Figure 2 with 2 supplements
Functional annotations and validations of genes associated with genome-wide associations studies (GWAS) for cardiac performance.

(A) Gene Ontology (GO) enrichment analyses. Selected molecular functions (MF, left) and cellular components (CC, right) associated with cardiac performances at FDR < 0.05 are shown. Enrichment analysis was performed using G:profiler with a correction for multitesting (see Materials and methods). (B) Interaction network of genes associated with natural variations of cardiac performance. Direct genetic and physical interactions between cardiac fly GWAS genes are displayed. Nodes represent genes and/or proteins, edges represent interactions (blue: genetic; black: physical). Node shapes refer to single marker and/or epistasis GWAS, node color to the cardiac performances phenotype(s) for which associations were established. Genes and proteins highlighted in pink point to transcription factors, in green and blue to signaling pathways (FGF and TGFb, respectively), and in yellow to ion channels. (C) Heatmap representing the effects on indicated cardiac traits of heart-specific RNAi-mediated knockdown (KD) of 42 genes identified in GWAS for cardiac performance. Results of Wilcoxon rank sum test of the effects of indicated heart-specific RNAi-mediated gene KD (rows) for cardiac performance traits (columns), analyzed on semi-intact 1-week females flies. Detailed data are presented in Figure 2—source data 2. Thirty-eight (out of 42) genes tested lead to significant effects on cardiac performance traits upon KD. Black dots indicate the trait(s) for which the corresponding gene was associated in GWAS. ns: not significant; *: pval <0.05; **: pval <0.01; ***: pval <0.005; ****pval <0.0001 (p-values were adjusted for multiple testing using Bonferroni correction). Comparison with heart-specific effect of random selected genes is displayed in Figure 2—figure supplement 1. (D) Schematic drawing of BMP and activin pathways in Drosophila. (E) Genetic interactions between BMP and activin pathway genes. Genetic interactions tested between snooBSC234 and sogU2 for SI and between dppd14 and babo32 for FS (other phenotypes are shown in Figure 2—figure supplement 2). Cardiac traits were measured on each single heterozygotes and on double heterozygotes flies.

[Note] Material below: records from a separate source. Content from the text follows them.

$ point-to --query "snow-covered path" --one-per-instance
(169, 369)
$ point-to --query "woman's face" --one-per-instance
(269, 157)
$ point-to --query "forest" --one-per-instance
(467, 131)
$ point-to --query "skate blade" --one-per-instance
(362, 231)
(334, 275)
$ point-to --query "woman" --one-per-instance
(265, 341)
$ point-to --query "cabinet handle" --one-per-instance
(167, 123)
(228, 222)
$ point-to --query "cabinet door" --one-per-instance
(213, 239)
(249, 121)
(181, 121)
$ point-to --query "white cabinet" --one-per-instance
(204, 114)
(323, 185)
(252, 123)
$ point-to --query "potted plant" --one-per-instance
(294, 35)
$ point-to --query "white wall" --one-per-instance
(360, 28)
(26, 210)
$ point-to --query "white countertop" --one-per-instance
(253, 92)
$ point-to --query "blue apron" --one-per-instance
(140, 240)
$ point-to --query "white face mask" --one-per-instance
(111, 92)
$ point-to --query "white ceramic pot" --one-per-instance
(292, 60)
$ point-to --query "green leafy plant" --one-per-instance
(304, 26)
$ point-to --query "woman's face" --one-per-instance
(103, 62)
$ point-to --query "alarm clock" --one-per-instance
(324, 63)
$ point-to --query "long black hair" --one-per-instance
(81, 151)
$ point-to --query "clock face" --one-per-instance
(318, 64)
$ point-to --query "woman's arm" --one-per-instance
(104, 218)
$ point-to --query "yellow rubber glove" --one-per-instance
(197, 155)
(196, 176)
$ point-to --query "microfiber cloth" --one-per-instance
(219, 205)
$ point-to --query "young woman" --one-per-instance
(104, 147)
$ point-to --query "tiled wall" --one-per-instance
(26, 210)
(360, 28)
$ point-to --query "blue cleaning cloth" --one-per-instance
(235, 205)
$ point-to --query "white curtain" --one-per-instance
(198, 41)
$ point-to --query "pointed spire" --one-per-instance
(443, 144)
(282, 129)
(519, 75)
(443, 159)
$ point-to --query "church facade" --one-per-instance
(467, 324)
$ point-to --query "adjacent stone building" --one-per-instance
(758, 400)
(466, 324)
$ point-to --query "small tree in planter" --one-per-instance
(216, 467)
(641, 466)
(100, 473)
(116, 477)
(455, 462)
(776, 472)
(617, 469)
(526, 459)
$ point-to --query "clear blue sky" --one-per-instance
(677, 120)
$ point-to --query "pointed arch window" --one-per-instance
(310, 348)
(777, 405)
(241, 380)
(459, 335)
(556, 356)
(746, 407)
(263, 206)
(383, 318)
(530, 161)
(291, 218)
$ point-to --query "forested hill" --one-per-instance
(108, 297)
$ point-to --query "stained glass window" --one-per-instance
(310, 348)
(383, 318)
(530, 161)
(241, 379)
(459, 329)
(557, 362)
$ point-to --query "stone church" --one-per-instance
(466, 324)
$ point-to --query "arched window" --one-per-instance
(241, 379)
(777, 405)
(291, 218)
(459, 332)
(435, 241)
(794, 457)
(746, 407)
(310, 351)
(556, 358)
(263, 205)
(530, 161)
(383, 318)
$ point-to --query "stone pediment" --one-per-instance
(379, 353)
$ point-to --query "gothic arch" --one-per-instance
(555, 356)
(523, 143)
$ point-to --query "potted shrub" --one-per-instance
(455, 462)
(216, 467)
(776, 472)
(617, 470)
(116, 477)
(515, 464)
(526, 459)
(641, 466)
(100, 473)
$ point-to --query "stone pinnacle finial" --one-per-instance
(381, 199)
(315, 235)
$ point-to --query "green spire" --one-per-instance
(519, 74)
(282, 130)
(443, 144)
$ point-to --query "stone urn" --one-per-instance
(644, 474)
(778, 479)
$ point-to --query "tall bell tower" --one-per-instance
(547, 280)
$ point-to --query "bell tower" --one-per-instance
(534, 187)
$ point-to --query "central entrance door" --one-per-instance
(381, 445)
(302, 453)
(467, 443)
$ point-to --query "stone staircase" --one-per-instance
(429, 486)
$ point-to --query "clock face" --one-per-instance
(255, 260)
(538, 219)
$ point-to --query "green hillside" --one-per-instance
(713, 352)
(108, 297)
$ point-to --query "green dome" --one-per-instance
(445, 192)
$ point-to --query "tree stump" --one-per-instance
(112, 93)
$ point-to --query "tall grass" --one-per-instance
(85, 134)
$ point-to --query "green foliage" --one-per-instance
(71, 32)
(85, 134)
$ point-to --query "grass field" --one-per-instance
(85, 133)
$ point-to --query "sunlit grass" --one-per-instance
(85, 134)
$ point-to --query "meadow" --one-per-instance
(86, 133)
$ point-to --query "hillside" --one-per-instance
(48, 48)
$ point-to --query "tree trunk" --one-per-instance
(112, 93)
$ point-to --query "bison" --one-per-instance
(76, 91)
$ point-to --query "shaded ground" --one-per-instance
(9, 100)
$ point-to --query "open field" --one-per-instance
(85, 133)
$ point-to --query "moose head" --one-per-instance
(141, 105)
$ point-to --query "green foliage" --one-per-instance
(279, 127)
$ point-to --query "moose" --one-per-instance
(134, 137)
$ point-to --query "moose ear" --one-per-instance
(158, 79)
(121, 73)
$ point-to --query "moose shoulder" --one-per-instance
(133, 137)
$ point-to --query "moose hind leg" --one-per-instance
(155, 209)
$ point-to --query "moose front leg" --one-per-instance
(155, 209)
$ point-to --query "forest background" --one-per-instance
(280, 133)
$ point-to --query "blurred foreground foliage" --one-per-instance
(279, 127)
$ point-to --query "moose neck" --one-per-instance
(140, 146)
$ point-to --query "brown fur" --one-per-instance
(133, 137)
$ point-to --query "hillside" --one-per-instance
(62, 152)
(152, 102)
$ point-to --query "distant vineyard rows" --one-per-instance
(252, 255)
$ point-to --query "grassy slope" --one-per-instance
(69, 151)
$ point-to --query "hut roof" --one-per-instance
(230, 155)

Two-way ANOVA reveals that the interaction between snooBSC234 and sogU2 for SI and between dppd14 and babo32 for FS are significant. Detailed data for interaction effect corresponding to all phenotypes are displayed in Figure 2—figure supplement 2.

Figure 2—source data 1

Collection of physical (IP, Y2H) and genetic interactions identified in Drosophila.

https://cdn.elifesciences.org/articles/82459/elife-82459-fig2-data1-v1.xlsx
Figure 2—source data 2

Data from validation experiments.

(Heart-specific RNAi validations and tests for genetic interactions among BMP members.)

https://cdn.elifesciences.org/articles/82459/elife-82459-fig2-data2-v1.xlsx
Figure 2—figure supplement 1
Heart-specific RNAi-mediated knockdown (KD) of random selected genes.

(A) Heatmap representing the effects on indicated cardiac traits of heart-specific RNAi-mediated KD of 20 genes selected randomly (below the top 100 threshold for reporting associations). Results of Wilcoxon rank sum test of the effects of indicated heart-specific RNAi-mediated gene KD (rows) for cardiac performance traits (columns), analyzed on semi-intact 1-week females’ flies. (B) For each phenotype and each gene, Z-scores summarizes the difference in the phenotype distribution from tested genes to their respective control (detailed data are in Figure 2—source data 2). The density curve highlighted in pink shows the distribution of the absolute Z-scores of all the phenotypes for the genome-wide associations studies (GWAS) associated genes and the density curve in blue highlights the corresponding distribution for randomly selected genes. Using the Mann-Whitney-Wilcoxon test, we showed that the Z-scores of GWAS associated genes were significantly different (higher) from the randomly selected genes.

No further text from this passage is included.